The problem is that when the tide of the artificial liquidity recedes, it may well take the ‘zombified’ global economy with it. We envisaged how this would play out.

When the panic starts, the high-yield debt markets are likely to fall first, followed by the corporate bonds and the weakest sovereign bonds. This means that, suddenly, the interest rates of many financial products will skyrocket, leading to further panic in the asset markets, as banks, investors and institutional investors and funds try to cover their long (and short volatility) positions. This leads to a further asset selling and balance sheet deterioration as all asset classes start to lose their value. A vicious re-enforcing cycle of deleveraging and asset deflation will commence. The weaker banks, especially in Europe, will see their balance sheets deteriorating to insolvency. The interbank and bank lending rates will jump, and bank runs will ensue once the regular depositor understand the nature of the collapse. The corporate bonds markets and some weaker sovereign bond markets will freeze, leading to further raises in the interest rates. Corporate and household sentiment collapses. Investments will stop. Prices of the residential property and commodities are also likely to see large price decreases. The heavily indebted households and zombie companies will default and declare bankruptcies.
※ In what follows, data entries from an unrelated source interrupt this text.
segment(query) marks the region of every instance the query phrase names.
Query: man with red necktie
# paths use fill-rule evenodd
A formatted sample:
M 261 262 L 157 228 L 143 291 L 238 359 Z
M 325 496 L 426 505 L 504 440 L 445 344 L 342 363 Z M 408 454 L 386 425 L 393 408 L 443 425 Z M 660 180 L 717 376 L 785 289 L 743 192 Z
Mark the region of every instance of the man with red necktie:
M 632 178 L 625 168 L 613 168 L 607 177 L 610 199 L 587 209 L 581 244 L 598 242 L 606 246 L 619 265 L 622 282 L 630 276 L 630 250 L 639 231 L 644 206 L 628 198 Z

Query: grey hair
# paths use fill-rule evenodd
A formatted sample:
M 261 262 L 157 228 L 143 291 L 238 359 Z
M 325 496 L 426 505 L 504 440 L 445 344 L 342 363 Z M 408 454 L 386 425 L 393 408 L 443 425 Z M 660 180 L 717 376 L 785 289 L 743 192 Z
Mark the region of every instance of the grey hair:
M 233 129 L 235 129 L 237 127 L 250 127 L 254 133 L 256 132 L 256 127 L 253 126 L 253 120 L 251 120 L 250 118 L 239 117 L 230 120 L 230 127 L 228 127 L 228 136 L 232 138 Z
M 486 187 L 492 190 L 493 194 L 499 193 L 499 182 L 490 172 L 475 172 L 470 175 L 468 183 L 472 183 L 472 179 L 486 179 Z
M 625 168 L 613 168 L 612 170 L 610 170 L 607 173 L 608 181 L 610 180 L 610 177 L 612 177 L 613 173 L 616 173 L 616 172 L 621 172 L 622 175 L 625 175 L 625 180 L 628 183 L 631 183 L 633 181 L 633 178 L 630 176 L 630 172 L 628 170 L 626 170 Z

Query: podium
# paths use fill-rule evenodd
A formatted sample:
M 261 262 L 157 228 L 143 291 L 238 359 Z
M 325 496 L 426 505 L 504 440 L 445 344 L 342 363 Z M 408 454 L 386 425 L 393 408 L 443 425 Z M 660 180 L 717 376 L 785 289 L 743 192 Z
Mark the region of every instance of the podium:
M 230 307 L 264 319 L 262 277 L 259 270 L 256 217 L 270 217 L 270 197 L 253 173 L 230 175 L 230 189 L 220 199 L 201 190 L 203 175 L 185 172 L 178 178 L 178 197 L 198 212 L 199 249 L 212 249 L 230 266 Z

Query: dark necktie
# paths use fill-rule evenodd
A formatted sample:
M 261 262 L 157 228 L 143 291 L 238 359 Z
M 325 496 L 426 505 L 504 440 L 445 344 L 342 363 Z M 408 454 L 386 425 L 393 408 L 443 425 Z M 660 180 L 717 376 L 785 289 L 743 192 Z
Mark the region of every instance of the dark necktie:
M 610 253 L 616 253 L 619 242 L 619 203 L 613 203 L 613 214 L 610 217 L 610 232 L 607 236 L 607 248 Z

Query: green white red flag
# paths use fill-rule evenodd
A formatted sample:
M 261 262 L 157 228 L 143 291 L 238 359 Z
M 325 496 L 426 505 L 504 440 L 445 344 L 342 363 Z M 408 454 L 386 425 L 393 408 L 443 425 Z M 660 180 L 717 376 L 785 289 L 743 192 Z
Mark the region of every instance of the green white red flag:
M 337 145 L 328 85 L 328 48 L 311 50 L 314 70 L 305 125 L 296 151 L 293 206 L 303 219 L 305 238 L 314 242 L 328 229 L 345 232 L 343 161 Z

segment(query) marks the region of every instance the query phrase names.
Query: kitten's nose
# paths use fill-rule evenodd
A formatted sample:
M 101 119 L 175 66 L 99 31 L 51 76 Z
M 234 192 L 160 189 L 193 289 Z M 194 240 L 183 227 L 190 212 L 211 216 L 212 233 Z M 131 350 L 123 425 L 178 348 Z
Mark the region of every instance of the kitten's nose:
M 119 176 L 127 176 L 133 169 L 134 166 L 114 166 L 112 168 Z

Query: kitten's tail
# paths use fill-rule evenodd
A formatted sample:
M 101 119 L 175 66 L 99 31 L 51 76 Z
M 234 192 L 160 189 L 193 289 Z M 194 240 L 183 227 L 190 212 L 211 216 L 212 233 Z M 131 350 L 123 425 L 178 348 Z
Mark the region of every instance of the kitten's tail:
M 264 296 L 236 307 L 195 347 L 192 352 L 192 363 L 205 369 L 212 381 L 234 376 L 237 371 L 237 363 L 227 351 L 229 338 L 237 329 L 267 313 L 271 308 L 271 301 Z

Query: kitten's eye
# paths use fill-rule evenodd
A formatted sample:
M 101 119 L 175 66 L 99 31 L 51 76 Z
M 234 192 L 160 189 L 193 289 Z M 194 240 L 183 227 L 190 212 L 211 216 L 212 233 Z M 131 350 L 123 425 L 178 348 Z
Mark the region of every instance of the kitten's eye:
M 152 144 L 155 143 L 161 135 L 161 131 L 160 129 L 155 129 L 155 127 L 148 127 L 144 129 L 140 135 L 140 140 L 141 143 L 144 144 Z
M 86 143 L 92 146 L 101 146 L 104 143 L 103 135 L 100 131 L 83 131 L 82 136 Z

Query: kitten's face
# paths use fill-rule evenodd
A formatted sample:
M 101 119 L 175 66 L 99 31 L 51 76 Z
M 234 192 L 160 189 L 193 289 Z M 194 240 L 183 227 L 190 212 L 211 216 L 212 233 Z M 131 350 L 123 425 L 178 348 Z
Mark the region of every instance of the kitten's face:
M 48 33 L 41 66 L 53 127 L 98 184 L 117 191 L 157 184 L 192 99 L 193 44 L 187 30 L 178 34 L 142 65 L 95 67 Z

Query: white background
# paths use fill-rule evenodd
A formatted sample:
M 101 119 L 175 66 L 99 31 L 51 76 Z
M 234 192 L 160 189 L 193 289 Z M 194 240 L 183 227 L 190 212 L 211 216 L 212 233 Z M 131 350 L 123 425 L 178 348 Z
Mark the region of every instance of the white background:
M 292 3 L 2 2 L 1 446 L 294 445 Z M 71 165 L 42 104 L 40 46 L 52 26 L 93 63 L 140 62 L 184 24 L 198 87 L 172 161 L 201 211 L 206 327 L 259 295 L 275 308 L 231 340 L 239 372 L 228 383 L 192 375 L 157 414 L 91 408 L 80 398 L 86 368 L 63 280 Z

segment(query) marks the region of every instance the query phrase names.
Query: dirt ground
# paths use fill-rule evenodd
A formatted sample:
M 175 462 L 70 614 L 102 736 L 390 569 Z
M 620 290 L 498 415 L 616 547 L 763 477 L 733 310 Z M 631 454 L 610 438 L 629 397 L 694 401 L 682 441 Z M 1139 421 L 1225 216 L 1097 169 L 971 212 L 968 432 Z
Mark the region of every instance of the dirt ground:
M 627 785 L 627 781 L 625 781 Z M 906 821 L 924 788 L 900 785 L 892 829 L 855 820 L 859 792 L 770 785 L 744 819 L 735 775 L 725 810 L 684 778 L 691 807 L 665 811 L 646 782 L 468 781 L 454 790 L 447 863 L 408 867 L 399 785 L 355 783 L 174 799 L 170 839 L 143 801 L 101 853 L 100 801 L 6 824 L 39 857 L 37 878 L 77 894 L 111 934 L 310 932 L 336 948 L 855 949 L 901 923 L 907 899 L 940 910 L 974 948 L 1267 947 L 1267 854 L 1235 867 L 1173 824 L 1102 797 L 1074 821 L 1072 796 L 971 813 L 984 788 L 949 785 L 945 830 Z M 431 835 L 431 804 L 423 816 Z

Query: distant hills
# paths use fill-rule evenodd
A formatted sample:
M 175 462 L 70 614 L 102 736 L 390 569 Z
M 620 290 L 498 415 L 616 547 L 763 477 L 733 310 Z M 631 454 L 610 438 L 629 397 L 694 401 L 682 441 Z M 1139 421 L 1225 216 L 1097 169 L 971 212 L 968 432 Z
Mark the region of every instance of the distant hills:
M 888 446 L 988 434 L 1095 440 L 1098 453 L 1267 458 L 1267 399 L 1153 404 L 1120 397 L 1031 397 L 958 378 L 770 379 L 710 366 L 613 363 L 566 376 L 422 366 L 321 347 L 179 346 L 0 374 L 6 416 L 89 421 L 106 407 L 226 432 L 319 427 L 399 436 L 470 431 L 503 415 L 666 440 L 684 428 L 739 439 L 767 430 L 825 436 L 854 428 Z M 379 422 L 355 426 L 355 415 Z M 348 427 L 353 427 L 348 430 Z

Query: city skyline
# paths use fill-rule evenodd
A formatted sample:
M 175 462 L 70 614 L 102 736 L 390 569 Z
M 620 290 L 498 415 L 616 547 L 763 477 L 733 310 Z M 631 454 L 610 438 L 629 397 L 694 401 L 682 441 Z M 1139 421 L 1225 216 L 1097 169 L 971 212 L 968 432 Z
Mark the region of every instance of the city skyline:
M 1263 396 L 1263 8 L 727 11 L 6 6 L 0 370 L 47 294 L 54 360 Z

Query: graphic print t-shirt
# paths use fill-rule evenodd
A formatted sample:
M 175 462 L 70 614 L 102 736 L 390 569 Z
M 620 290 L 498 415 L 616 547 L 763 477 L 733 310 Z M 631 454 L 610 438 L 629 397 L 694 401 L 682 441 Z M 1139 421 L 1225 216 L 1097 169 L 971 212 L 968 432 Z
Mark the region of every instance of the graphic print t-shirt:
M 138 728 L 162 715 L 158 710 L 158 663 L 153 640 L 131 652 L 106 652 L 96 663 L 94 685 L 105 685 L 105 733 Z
The wealth funds, non-bank financial entities and pension and social security funds will see the value of their assets dwindling, and holes will start to appear in the financial fabric of modern societies.

So, when the turn in the markets occurs (for whatever reason), the tide of liquidity will recede laying bare the risk it had flushed to oblivion. Pricing of risk will return to the market forces, and all hell will break loose.

Spotting the Black Swan (among all the grey ones)

To get things started, one needs a ‘trigger’. Catastrophic economic events tend to start with a Minsky moment, that is, a sudden jump of the distribution of the asset yields into the negative side. I (we) tend to think that the shock will originate from China.

Several institutions have warned about the economic headwinds faced by China, but many of them still think that China is able to master its debt problem. However, the actual problem for the world economy is not the debt of China per se, but its growing debt-inefficiency.

Figure 2 presents the combined assets of traditional and shadow banking sector and the growth of GDP in China. It carries but one message. The ability of China to grow its economy by accumulating debt is diminishing rapidly.

Figure 2. Growth of the size of balance sheets of traditional and shadow banking sectors vs. the current GDP growth. Source: GnS Economics, BIS, PBoC

Thus, China may face a hard-landing whether Beijing wants it or not. Because China has, for example, been responsible for all of the private credit growth since 2008 (Figure 3), this will have serious repercussions for the world economy.

Figure 3. Non-financial debt of the private sector in 44 major countries. In billion US dollars. Sources: GnS Economics, BIS.

The end is nigh?

I (we) think that China is the key for the global economy, and that the turn for the worse could be much closer than many think. With the effectiveness of debt stimulus at a deep decline, and debt levels at steep rise, China is facing a choice between two stark options: to allow for a recession now or a much worse crisis later. I (we) are keen to bet for the former. More so, as president Xi would probably like to have a booming economy during the 100th year celebration of China’s communist party in 2021.

When China starts to remove its debt-stimulus (or it becomes ineffective), it will take away a key support for global growth. Global macroeconomics indicators will start to tumble followed by dwindling corporate profits. The overbought asset markets with diminishing central bank support is likely to catch the drift quickly (the high-yield market is my ‘favorite’ for the actual inflection point).

With the global central banks and China planning to tighten, 2018 looks a lot like a year, when the market economy finally returns. For the artificially propped asset markets, it means a crash.